Source : Larose, S., Duchesne, S., Litalien, D. et al. (2018). Adjustment Trajectories During the College Transition: Types, Personal and Family Antecedents, and Academic Outcomes. Research in Higher Education, décembre. https://doi.org/10.1007/s11162-018-9538-7

Les objectifs globaux de l’étude sont donc : 1) d’obtenir un portrait détaillé de la transition vers le cégep grâce à un échantillon aléatoire d’étudiants québécois; 2) d’identifier les antécédents – personnels et familiaux – et les influences du système d’éducation sur les résultats scolaires ultérieurs. En effet, aucune étude à ce jour n’avait examiné les relations prédictives entre les trajectoires d’adaptation au cours de la transition vers le cégep et la qualité de la formation scolaire subséquente des jeunes.

Adaptation émotionnelle

Selon l’étude, la grande majorité des étudiants qui ont connu des problèmes d’adaptation sociale et émotionnelle au cégep avaient déjà connu des niveaux comparables de problèmes à l’école secondaire.

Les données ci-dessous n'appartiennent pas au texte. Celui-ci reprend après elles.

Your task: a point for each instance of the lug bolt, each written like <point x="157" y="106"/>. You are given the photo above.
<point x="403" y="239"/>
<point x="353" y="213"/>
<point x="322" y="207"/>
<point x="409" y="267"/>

Ces résultats suggèrent davantage de continuité que de discontinuité dans la capacité des jeunes à s’adapter lors de la transition collégiale, du moins en termes d’adaptation sociale et émotionnelle.

Les résultats montrent aussi que l’adaptation sociale et émotionnelle lors de la transition vers un collège est davantage influencée par des processus individuels stables (par exemple, les traits de personnalité) que par des processus d’apprentissage ou sociaux liés à des aspects particuliers de l’environnement (par exemple, changer d’école ou de groupes d’amis).

L’une des conclusions importantes de l’étude concerne l’anxiété : celle-ci explique la plus grande partie de la variance de l’adaptation émotionnelle et sociale, tandis que le fait de quitter la maison pour fréquenter le cégep et le soutien parental au long du cheminement scolaire expliquent très peu de choses.

Adaptation scolaire

Les résultats ont été très différents pour ce qui est de l’adaptation scolaire, soit la capacité du jeune à faire face aux diverses exigences de l’expérience scolaire comme les examens,les habitudes d’étude, l’assiduité en classe ou la gestion du temps. La grande majorité des étudiants qui ont fait état d’une adaptation élevée ou modérée pendant leur quatrième année du secondaire ont signalé une baisse de l’adaptation scolaire entre la quatrième année du secondaire et la deuxième année du collégial.

Pourquoi l’adaptation scolaire commence à décliner en cinquième année du secondaire? Larose et ses collègues soutiennent que les jeunes seraient déjà, sur le plan cognitif, dans une transition avant d’entamer une véritable transition scolaire, notamment en raison des examens ministériels de quatrième secondaire.

Antécédents personnels et familiaux 

L’anxiété jouerait un rôle prépondérant dans l’explication des trajectoires d’adaptation. Plus l’anxiété était grande au secondaire, plus les jeunes appartenaient à des trajectoires à risque sur les plans affectif, social et scolaire.

L’anxiété est donc le facteur déterminant qui expliquerait la plus grande partie des variations des trajectoires émotionnelles, sociales et d’adaptation scolaire.

Outre l’anxiété, les résultats montrent que la réussite scolaire et les problèmes d’attention au secondaire constituent des déterminants majeurs des trajectoires d’adaptation. Ces conclusions appellent à une action proactive pour aider les jeunes à maîtriser leurs émotions et à gérer leur attention bien avant qu’ils franchissent les portes du cégep.

Implications pour la pratique

Les chercheurs soulignent la nécessité pour les collèges d’investir dans des programmes et mesures préventives universelles conçues pour rendre l’expérience de transition vers le cégep plus confortable et constructive pour les étudiants.

Les résultats suggèrent également que les écoles secondaires et les cégeps harmonisent leurs efforts universels de prévention. En effet, le processus de transition semble commencer dans l’esprit des étudiants bien avant qu’ils n’entrent au collège.

À la lumière des résultats, les interventions devraient porter sur les croyances erronées des jeunes au sujet de l’éducation collégiale et de l’éducation postsecondaire, dans le but de diminuer l’anxiété et de leur donner les moyens de mieux la vivre.